There seems to be a pervasive notion among many non-Christians that even if Mormonism is a religion fundamentally based on lies, people who know about it should, in a manner of speaking, simply sit back, kick up their feet, and take up wine-tasting. To quote Kevin Barney, a Mormon apologist associated with FAIR:
“I like to think that were I ever to leave, I would simply walk away. This has been the case with those of my family who are no longer involved in the Church, and I hope that I would be able to follow their example should it ever come to that.
“But I may be deluding myself. I have a huge intellectual investment in Mormonism (much, much more than any of my family members who have disengaged), and I can see how it would be hard not to remain engaged in thinking and writing and talking about Mormonism, albeit from a different perspective. Still, I like to think that I would indeed just walk away, take up wine drinking and focus my scholarly sensibilities on something else. Even if I came no longer to believe, I think I would still see the value in the Church for others and would not want to interfere with anyone else’s beliefs.” (>>)

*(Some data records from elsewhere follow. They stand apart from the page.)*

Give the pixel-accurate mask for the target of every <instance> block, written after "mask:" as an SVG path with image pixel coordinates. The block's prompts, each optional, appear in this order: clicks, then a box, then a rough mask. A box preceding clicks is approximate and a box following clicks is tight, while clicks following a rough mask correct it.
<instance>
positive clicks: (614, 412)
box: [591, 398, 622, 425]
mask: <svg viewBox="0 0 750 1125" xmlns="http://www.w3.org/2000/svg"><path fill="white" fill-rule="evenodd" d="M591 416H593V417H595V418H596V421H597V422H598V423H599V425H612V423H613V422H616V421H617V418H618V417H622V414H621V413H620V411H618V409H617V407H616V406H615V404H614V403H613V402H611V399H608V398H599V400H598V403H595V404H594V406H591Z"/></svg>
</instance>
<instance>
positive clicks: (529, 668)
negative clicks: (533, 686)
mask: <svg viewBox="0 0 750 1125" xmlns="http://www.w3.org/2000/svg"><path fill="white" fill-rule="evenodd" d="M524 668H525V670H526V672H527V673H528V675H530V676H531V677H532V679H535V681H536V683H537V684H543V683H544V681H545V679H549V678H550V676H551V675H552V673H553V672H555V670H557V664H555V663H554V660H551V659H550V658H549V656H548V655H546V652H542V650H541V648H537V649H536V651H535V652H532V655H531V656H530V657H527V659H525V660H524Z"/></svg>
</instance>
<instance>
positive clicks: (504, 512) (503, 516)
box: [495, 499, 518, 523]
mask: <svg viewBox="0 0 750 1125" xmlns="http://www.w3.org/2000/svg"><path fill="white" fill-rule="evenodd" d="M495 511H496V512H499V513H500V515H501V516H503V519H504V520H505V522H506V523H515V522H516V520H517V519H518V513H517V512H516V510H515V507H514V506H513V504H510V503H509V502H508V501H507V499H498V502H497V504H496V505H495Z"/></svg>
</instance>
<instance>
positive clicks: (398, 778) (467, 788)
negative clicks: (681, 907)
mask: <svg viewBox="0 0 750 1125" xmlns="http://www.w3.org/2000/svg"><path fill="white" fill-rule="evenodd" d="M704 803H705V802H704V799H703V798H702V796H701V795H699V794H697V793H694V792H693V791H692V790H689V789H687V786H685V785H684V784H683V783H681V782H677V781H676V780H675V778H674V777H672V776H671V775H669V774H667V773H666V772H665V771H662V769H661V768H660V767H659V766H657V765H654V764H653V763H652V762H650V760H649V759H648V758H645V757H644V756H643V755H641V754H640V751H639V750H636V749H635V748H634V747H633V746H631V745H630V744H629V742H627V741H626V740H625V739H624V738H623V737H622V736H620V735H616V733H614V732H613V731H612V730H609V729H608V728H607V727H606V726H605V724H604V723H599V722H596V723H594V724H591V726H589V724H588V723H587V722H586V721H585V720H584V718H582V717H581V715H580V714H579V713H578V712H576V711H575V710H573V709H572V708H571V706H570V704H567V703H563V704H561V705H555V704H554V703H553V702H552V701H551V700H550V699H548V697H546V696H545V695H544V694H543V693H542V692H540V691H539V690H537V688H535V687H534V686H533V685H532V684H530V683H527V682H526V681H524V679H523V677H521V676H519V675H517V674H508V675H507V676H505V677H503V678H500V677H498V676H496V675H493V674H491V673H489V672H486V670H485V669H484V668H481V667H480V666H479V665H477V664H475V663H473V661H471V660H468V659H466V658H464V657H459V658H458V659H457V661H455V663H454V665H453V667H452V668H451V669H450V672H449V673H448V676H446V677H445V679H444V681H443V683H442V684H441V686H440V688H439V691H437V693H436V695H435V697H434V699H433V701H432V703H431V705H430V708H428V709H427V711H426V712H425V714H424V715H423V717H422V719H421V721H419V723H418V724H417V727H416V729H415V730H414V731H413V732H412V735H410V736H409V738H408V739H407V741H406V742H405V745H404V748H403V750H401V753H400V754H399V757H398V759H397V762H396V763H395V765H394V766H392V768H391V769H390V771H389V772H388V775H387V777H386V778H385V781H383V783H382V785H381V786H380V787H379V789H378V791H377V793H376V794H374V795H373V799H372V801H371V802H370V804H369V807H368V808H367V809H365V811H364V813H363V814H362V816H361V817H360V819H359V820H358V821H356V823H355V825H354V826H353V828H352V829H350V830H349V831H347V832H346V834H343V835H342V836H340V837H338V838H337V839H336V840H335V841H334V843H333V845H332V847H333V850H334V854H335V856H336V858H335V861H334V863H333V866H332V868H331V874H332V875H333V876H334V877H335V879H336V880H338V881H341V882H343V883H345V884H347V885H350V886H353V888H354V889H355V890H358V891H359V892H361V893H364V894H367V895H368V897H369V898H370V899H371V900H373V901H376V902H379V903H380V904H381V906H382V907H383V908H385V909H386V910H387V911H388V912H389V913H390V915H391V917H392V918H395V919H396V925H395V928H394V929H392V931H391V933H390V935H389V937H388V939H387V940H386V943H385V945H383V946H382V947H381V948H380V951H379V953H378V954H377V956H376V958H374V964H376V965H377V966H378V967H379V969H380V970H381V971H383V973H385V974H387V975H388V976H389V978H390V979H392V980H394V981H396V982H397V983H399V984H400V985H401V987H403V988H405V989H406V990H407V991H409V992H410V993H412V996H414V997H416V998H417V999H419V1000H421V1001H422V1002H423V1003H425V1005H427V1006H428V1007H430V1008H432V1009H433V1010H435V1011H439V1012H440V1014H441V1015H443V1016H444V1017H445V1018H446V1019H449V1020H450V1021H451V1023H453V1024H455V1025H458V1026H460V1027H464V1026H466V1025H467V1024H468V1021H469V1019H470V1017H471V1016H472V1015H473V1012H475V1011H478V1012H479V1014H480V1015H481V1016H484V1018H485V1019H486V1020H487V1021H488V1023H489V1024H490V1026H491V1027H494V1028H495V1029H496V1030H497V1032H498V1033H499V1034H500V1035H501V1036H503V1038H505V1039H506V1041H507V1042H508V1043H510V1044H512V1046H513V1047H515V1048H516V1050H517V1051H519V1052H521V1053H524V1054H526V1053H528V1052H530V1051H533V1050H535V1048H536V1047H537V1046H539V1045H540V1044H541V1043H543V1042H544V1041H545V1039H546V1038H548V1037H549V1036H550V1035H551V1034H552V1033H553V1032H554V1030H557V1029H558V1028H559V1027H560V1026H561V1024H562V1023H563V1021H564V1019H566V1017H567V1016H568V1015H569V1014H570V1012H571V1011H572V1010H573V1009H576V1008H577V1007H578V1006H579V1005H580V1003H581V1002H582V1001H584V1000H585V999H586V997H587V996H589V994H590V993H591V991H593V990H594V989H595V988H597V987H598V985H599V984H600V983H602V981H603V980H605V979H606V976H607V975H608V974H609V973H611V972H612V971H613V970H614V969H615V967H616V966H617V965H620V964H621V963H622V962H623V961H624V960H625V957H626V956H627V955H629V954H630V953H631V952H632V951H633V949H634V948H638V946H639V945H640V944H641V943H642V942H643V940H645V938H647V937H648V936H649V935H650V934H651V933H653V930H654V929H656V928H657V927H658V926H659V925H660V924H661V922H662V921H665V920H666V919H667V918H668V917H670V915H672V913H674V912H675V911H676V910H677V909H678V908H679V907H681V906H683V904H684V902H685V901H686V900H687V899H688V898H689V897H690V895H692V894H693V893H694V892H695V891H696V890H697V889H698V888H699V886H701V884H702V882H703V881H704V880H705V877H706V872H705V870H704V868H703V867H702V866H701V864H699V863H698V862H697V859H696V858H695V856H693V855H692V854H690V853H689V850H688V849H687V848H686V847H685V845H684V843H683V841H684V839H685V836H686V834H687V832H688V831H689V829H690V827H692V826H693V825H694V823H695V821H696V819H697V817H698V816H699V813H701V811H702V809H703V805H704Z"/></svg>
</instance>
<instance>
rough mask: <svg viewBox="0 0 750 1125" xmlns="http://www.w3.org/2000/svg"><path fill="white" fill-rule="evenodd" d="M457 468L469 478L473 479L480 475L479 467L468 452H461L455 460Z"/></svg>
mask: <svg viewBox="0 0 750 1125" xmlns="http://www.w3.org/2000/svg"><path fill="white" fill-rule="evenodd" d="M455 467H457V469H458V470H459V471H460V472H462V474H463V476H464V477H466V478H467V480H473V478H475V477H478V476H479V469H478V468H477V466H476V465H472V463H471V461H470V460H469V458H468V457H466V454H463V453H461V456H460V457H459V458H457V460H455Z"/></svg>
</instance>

I do not find this to be very loving. I want to live my life in such a way that I treat people the way I would want to be treated if I were in their shoes, especially considering what I know now. It is hard for to think, “If I was a worshiper of Baal and Yahweh was the one true God, I would hope that people would help me stay in ignorance or delusion or hardheartedness.” If I was a Mormon, and if Mormonism was based on a con-man, and if the Bible were still trustworthy in what it says about God and salvation and false prophets, I would want someone to “interfere” with my beliefs. Letting me go my merry way in a delusion isn’t loving. That kind of “tolerance” is for the lazy and cowardly who lack the moral integrity to step up and be gutsy, iconoclastic whistleblowers. Jesus wasn’t lying when he said, “and you will know the truth, and the truth will set you free” (John 8:32).
If Mormonism isn’t true, it would be incredibly loving and pro-Mormon to help destroy the religious system which enslaves the Mormon people with false promises.
Tragically, I have met scores of Mormons who disagree. I ask them, “If Mormonism isn’t true, would you want to know? If Mormonism isn’t true, and if it is leading people down a spiritually destructive path of damnation and enslavement to deceit, what should Christians like me do about it?” The answers are often shocking, but they reveal the heart’s condition. Apart from the radical, life-changing, perspective-revolutionizing, worldview-shaping work of the Holy Spirit, even the most relevant scripture and compelling arguments for the importance of truth cannot circumcise a calloused heart. As Jesus said, “Do not marvel that I said to you, ‘You must be born again.’ The wind blows where it wishes, and you hear its sound, but you do not know where it comes from or where it goes. So it is with everyone who is born of the Spirit.” (John 3:7-8)
Knowing this, Christians are called to be patient and kind, to persist in teaching and correcting, praying that God would “grant them repentance leading to a knowledge of the truth” (2 Timothy 2:22-26). “What is impossible with men is possible with God” (Luke 18:27).
For discussion: How would you answer the two aforementioned questions?
Note: This thread is not about whether Mormonism is true or false, but rather about what one should do if it is indeed false. Even if you firmly believe Mormonism is true, I would hope that you would still be able to answer the question instead of merely criticizing the hypothetical.